# Bootable FreeBSD 12.1 amd64 memstick on 32-Bit UEFI Laptop



## Manoli (Nov 23, 2019)

Good evening everybody,

I’d like to solve problem to install FreeBSD and be able to boot from installation USB on my ASUS T100TA.

This notebook has 64-Bit architecture Intel CPU so obviously I’d like to use amd64 version of FreeBSD 12.1.

The problem is it has just only 32-Bit UEFI which needs an EFI partition to boot from, but it is searching for something like BOOTIA32, well...

Can someone please point me right direction, how to make bootable FreebBSD installation USB memstick, which I can use to boot from using 32-Bit UEFI?

(If it is not possible to boot amd64 FreeBSD, I would appreciate even solution to boot i386 FreeBSD, but this doesn’t appear to have 32-Bit UEFI boot support either.

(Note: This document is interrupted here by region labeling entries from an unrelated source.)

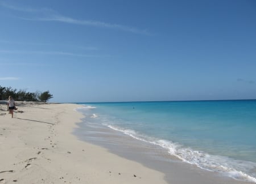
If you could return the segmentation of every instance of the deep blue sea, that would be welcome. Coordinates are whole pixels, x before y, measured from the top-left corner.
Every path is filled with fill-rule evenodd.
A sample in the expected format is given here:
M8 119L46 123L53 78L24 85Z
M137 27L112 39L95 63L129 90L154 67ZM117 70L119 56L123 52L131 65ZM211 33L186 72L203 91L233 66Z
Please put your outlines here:
M256 183L256 100L79 104L93 123L202 169Z

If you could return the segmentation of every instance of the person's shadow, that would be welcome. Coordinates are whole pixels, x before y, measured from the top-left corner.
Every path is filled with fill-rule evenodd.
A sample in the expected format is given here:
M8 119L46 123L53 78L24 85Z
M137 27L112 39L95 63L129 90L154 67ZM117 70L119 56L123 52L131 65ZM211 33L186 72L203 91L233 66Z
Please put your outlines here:
M35 122L36 122L50 124L50 125L55 125L55 124L51 123L44 122L43 121L36 121L36 120L28 119L22 119L22 118L17 118L17 119L22 119L22 120L27 120L27 121L35 121Z

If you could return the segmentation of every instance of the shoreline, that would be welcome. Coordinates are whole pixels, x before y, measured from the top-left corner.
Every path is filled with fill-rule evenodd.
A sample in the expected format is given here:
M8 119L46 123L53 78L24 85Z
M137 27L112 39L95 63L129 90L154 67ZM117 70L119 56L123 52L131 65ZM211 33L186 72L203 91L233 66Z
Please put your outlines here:
M167 183L163 173L73 135L80 105L16 103L14 118L0 110L0 183Z
M230 176L182 161L168 153L168 150L159 146L140 140L129 134L127 135L102 126L101 123L98 123L97 118L95 119L91 116L93 112L86 110L84 113L86 118L83 118L84 122L79 123L79 127L74 131L80 139L100 146L115 155L160 171L165 174L164 178L168 183L255 183L237 180Z

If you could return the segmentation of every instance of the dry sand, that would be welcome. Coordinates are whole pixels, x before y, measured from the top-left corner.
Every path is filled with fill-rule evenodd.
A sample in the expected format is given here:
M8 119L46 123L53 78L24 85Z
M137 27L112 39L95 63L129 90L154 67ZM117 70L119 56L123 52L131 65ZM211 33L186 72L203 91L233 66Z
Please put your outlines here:
M13 118L0 106L0 183L166 183L159 172L79 140L79 105L16 104Z

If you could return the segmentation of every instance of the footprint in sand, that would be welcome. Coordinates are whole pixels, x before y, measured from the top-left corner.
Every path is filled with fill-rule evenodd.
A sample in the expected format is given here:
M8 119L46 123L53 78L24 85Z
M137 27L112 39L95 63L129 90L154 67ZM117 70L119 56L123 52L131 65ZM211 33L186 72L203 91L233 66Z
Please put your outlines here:
M0 173L13 173L14 172L14 170L5 170L5 171L1 171Z
M27 164L27 165L25 166L25 168L29 168L30 167L31 167L31 164Z

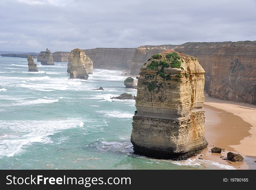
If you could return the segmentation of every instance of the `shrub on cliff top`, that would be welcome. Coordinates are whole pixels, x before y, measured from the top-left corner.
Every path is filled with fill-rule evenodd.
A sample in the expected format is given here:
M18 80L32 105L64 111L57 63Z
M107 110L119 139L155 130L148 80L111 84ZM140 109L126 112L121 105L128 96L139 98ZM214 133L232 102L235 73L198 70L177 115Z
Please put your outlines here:
M162 55L160 54L155 54L152 56L152 58L155 59L161 59L162 57Z
M157 70L158 69L158 62L155 60L153 60L147 67L152 70Z
M166 54L166 55L165 56L165 57L166 57L167 59L171 59L172 58L174 58L174 57L177 56L179 58L179 56L177 54L177 53L175 53L175 52L173 52L171 53L168 53Z

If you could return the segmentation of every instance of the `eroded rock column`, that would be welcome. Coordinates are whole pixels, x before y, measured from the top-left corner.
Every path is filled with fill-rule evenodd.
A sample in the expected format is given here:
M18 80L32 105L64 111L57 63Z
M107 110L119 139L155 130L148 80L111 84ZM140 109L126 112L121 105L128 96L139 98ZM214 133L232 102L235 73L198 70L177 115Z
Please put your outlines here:
M168 50L141 71L131 138L135 153L182 159L207 147L205 71L198 59Z
M34 62L33 57L30 55L28 55L27 58L28 60L28 65L29 66L28 71L38 72L38 68L36 64Z
M68 56L68 71L70 78L87 79L93 74L93 62L83 50L77 48L72 50Z

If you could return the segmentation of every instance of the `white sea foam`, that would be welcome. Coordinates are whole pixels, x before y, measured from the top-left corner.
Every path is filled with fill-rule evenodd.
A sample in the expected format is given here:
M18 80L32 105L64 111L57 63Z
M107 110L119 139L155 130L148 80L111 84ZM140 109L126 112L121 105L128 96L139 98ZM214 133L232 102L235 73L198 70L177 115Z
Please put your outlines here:
M24 101L22 101L14 104L14 105L33 105L33 104L45 104L53 103L58 101L59 99L58 98L54 99L53 100L47 100L42 98L39 98L36 100L33 100Z
M7 90L4 88L1 88L0 89L0 91L7 91Z
M101 100L100 101L108 101L110 102L112 102L113 100L110 99L110 98L111 97L113 97L116 96L115 94L101 94L94 95L93 96L90 96L92 97L88 98L83 98L85 99L99 99Z
M131 114L129 113L122 112L118 111L115 111L113 113L112 113L111 111L104 110L96 111L96 112L99 113L105 114L104 116L106 117L109 118L131 118L134 115L134 114Z
M79 123L79 124L78 124L78 126L79 127L83 127L83 126L84 125L84 123L83 122L81 121Z
M236 169L235 168L231 166L222 164L213 161L200 159L197 158L189 158L185 160L173 161L173 163L179 166L190 166L200 168L209 167L209 166L211 166L213 169Z
M11 66L16 66L16 67L27 67L27 65L17 65L16 64L11 64L10 65Z
M131 147L132 146L129 142L102 141L99 144L96 146L96 148L104 152L111 150L123 153L131 153L133 151Z
M52 143L49 135L77 127L81 122L81 119L72 118L47 121L0 120L0 126L7 128L10 133L0 138L0 158L21 153L24 146L33 143Z

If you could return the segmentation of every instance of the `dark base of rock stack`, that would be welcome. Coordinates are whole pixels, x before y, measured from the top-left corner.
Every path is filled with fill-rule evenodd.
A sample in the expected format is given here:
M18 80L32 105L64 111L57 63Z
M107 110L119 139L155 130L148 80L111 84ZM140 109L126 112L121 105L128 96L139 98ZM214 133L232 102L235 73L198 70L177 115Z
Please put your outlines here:
M144 147L141 147L135 144L133 145L134 153L141 156L156 158L165 159L173 160L182 160L186 159L195 155L200 150L207 147L208 143L206 141L204 144L197 145L194 149L186 152L177 153L173 151L171 149L159 150L157 148L153 148L150 149Z

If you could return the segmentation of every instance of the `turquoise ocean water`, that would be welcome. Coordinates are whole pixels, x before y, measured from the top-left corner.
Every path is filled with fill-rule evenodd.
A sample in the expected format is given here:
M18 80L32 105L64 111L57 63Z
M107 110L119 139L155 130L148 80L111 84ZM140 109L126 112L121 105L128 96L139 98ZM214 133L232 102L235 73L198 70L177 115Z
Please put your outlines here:
M25 58L0 56L0 169L234 169L197 158L175 161L134 154L135 101L121 71L94 69L69 79L67 63L28 72ZM45 73L46 73L46 74ZM135 78L134 78L135 79ZM104 91L93 90L102 87Z

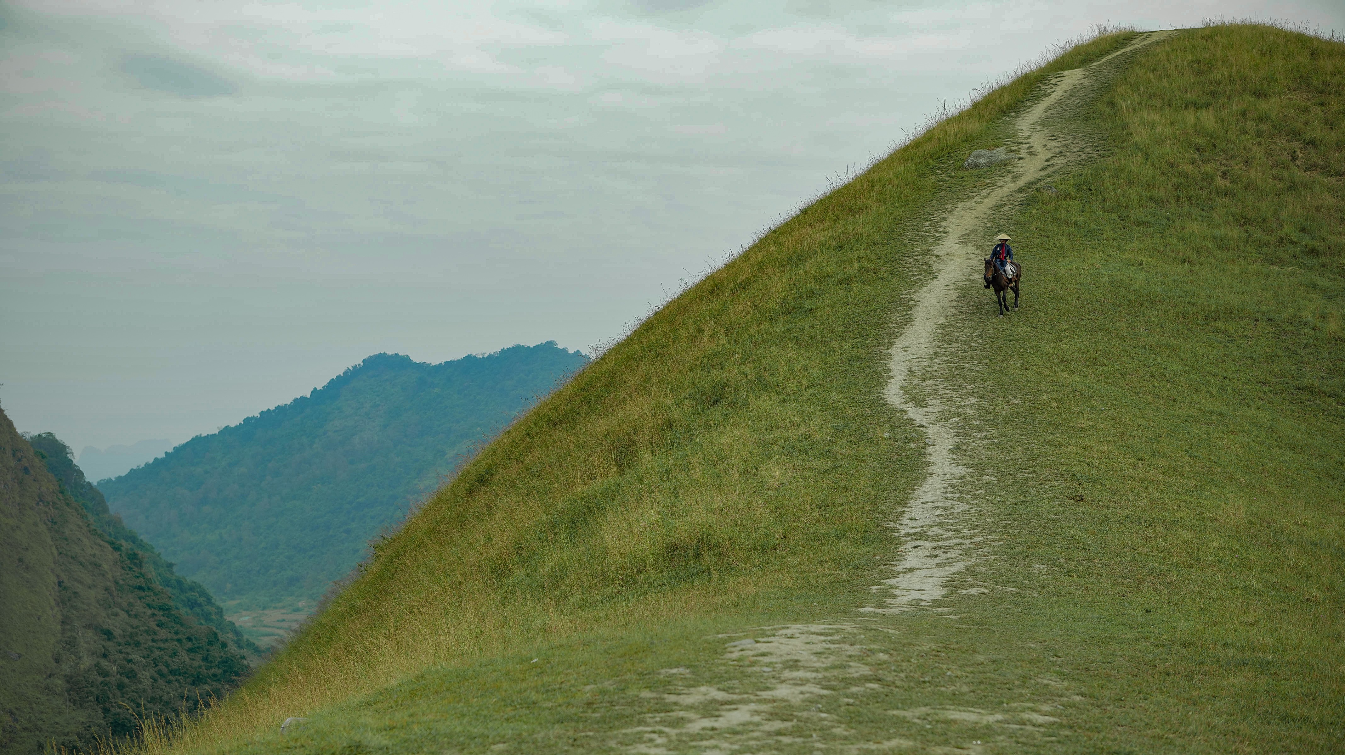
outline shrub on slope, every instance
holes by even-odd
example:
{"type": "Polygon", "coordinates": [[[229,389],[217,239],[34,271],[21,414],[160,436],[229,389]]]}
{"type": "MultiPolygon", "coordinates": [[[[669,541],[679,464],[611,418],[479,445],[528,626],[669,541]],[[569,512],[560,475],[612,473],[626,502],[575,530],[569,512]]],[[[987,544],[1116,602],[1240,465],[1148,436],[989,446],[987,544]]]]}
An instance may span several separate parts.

Unfortunately I’m not able to switch my system into old BIOS legacy boot.)

Thank you guys...


----------



## Manoli (Nov 24, 2019)

So I was able to use FreeBSD-12.1-RELEASE-amd64-memstick installer USB and I just removed /EFI/BOOT/BOOTX64.efi from its EFI partition. And instead of that one I put there /boot/loader.efi from other FreeBSD-12.1-RELEASE-i386 installation on harddrive on my other computer and I renamed it to BOOTIA32.efi.

So with FreeBSD-12.1-RELEASE-amd64-memstick installer USB and /EFI/BOOT/BOOTIA32.efi on it's EFI partition I'm now able to boot into first screen (with Beastie logo and choice of possible boot options).

Unfortunately which ever one I choose I get an error:
Failed to load kernel

Can't load 'kernel'

Anybody is able to help me with that?

Why my BOOTIA32.efi is not able to find kernel on must be 100% located on FreeBSD USB installer. Thank you...


----------



## Manoli (Nov 24, 2019)

Again one step further...

I gave up for now booting into amd64 version installer, so what I did:

I just got ready another blank USB with GPT partition scheme, one EFI partition and one FreeBSD-UFS partition.

I copied /boot/loader.efi -> /EFI/BOOT/BOOTIA32.efi on da0p1 (that's the only file my UEFI firmware is able to boot from).

And than I copied all FreeBSD-12.1-RELEASE-i386-memstick freebsd partition on da1s1a to second partition on my new gpt USB da0p2.

Now after booting from my new USB on that 32-Bit UEFI laptop I'm able to choose an option on the first screen with beastie logo, let's say 1. Boot Multiuser [Enter], I don't get an error Failed to load kernel, but I get another one:

Loading kernel...
/boot/kernel/kernel text=... data=... syms=...
*can't find '/boot/entropy'*

Any advice, please...


----------



## Emrion (Nov 24, 2019)

Hello,

And what about legacy BIOS booting (CSM)? Is it possible on your notebook?


----------



## Manoli (Nov 24, 2019)

Emrion said:


> Hello,
> 
> And what about legacy BIOS booting (CSM)? Is it possible on your notebook?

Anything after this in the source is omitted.